Date | October 29, 2008 | (October 28 UTC)
---|---|
Magnitude | 6.4 Mw |
Depth | 10 km (6.2 mi) |
Epicenter | 30°34′08″N 67°29′02″E / 30.569°N 67.484°ECoordinates: 30°34′08″N 67°29′02″E / 30.569°N 67.484°E |
Areas affected | Pakistan |
Casualties | 215 Dead 200 Injured |
The 2008 Ziarat earthquake hit the Pakistani province of Balochistan on October 29 with a moment magnitude of 6.4. The US Geological Survey reported that the quake occurred 60 km (37 mi) north of Quetta and 185 km (115 mi) southeast of the Afghanistan city of Kandahar at 04:09 local time (28 October, 23:09 UTC) at a depth of 15 km (9.3 mi), at 30.653°N, 67.323°E. It was followed by another shallower magnitude 6.4 earthquake at a depth of 10 km (6.2 mi) approximately 12 hours after the initial shock, at 30.546°N, 67.447°E. 215 people were confirmed dead.
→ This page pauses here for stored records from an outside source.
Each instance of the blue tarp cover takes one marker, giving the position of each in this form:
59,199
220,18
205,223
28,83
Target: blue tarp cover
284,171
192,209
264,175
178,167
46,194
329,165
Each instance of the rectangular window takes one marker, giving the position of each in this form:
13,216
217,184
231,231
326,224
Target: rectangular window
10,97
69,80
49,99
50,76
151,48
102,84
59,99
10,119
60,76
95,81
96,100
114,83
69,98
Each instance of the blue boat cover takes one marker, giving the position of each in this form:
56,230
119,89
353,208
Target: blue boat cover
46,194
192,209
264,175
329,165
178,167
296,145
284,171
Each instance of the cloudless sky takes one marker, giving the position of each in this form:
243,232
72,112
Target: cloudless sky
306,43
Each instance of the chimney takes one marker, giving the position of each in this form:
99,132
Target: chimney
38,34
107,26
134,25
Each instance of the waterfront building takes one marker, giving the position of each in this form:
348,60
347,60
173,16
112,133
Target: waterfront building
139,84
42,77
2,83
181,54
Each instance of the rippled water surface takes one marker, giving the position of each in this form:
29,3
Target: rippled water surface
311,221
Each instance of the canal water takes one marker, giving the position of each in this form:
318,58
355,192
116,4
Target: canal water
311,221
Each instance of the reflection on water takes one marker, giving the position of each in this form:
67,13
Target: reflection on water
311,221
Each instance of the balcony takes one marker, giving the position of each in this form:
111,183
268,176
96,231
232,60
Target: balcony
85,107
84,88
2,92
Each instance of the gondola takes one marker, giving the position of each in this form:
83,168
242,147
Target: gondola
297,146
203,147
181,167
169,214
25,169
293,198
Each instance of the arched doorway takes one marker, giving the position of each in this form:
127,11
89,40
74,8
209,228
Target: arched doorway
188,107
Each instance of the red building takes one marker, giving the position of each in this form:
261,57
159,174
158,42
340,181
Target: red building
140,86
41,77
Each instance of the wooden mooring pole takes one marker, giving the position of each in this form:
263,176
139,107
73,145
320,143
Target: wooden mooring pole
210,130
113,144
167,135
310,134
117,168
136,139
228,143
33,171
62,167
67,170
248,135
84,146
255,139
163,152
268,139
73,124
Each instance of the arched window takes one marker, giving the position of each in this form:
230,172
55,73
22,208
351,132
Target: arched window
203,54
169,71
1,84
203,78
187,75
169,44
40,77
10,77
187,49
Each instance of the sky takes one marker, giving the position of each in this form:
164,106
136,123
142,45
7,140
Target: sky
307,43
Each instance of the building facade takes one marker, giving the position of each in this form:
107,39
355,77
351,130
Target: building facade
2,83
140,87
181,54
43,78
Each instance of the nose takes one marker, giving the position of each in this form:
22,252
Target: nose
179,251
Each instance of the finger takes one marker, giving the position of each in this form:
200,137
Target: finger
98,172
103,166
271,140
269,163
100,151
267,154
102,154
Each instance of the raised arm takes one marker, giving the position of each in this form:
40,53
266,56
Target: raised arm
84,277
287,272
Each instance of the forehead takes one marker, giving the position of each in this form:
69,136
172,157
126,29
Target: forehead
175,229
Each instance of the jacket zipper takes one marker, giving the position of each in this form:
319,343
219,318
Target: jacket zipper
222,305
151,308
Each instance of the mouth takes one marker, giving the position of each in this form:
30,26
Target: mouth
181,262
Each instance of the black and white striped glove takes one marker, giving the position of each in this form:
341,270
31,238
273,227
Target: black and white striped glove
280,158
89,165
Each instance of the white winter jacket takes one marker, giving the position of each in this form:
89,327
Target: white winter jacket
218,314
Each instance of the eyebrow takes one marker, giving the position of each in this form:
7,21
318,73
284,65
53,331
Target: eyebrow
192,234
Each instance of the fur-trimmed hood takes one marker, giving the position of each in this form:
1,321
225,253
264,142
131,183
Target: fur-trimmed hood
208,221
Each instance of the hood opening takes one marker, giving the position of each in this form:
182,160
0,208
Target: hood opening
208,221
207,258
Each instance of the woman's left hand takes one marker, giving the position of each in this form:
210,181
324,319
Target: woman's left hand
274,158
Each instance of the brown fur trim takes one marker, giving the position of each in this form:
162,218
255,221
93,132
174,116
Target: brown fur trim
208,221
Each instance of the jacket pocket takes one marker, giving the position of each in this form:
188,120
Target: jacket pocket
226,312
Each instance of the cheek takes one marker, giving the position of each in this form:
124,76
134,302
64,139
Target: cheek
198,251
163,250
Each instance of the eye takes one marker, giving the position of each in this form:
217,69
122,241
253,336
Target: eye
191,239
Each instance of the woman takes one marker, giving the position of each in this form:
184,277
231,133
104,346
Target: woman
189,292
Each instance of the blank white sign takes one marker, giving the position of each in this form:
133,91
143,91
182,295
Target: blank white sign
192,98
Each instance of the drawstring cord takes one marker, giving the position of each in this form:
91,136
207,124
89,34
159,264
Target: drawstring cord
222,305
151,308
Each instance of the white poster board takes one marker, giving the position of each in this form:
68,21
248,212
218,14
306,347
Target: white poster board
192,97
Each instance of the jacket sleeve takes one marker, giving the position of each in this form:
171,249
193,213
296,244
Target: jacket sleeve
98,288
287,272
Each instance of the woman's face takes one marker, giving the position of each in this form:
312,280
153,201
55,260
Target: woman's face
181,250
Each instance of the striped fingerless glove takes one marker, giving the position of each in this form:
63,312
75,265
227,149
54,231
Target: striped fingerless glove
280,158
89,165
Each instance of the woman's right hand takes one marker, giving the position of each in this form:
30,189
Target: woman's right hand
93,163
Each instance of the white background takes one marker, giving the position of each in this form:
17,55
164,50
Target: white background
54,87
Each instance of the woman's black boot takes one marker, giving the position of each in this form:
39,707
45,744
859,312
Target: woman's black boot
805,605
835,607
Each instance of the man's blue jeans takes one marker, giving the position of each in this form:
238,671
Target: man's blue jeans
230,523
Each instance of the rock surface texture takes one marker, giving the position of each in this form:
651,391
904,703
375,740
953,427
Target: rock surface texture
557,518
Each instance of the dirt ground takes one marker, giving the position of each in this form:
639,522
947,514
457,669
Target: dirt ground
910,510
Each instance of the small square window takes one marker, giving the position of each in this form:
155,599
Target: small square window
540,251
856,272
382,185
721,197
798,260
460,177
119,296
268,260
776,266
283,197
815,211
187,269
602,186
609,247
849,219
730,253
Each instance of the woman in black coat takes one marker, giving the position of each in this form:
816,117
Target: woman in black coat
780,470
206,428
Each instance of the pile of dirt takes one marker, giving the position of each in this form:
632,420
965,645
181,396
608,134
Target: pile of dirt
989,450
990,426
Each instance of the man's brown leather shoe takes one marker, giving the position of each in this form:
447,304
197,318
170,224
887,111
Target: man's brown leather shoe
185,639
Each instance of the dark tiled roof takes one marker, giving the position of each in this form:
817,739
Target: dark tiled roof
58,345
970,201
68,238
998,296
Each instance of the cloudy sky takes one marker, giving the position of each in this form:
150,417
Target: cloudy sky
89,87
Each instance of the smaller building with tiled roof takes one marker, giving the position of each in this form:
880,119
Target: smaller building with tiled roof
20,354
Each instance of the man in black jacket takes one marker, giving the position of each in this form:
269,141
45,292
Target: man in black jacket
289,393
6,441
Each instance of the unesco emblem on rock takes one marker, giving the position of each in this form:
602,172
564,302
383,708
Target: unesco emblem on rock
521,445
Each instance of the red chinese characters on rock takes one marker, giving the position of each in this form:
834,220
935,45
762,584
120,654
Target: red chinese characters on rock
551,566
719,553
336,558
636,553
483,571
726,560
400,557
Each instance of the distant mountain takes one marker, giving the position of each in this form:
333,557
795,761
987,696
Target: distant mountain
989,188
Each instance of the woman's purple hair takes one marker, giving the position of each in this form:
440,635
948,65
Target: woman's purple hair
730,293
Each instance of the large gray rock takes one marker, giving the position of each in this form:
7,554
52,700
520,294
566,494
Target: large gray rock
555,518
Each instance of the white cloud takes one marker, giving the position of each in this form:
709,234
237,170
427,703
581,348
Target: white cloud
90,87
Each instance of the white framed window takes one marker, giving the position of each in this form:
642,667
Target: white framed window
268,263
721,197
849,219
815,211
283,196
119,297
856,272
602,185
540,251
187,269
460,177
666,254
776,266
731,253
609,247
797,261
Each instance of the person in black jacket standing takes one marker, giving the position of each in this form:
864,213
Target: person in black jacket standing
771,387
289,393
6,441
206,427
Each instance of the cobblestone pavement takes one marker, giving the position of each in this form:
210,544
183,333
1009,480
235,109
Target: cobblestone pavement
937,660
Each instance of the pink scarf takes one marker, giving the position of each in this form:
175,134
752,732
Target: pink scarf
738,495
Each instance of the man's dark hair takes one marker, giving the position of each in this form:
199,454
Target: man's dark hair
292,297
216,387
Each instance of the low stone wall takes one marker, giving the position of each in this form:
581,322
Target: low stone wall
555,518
More than 200 were injured (according to Mohammed Zaman, assistant to the Balochistan chief secretary, Nasir Khosa), and 120,000 were homeless (according to Dilawar Khan Kakar, Ziarat, Balochistan mayor and chief administrator).The New York Times reported that Qamar Zaman Chaudhry, director general of Pakistan Meteorological Department, stated the quake epicenter was 70 miles (110 km) north of Quetta, and about 600 km (370 mi) southwest of Islamabad. Quetta, Baluchistan's capital, was levelled in 1935 by a magnitude Mw 7.6 earthquake which left 30,000 people dead, according to the US Geological Survey.
Earthquakes and active faults in western and northern Pakistan and adjacent parts of Afghanistan are the result of the Indian plate moving northward at a rate of about 40 mm/yr (1.6 inches/yr) and colliding with the Eurasian plate. Along the northern edge of the Indian subcontinent, the Indian plate is subducting beneath the Eurasian plate, causing uplift that produces the highest mountain peaks in the world, including the Himalayan, the Karakoram, the Pamir and the Hindu Kush ranges. West and south of the Himalayan front, the relative motion between the two plates is oblique, which results in strike-slip, reverse-slip, and oblique-slip earthquakes. The pattern of elastic waves that were radiated by the October 28 and 29, 2008, earthquakes implies that each earthquake was the result of predominantly strike-slip faulting. Seismographically recorded waveforms imply that the shocks were caused by either left-lateral slip on a northeast-striking fault or right-lateral slip on a northwest-striking fault. The tectonic setting favours left-lateral slip on a northeast-trending fault as the likely fault plane.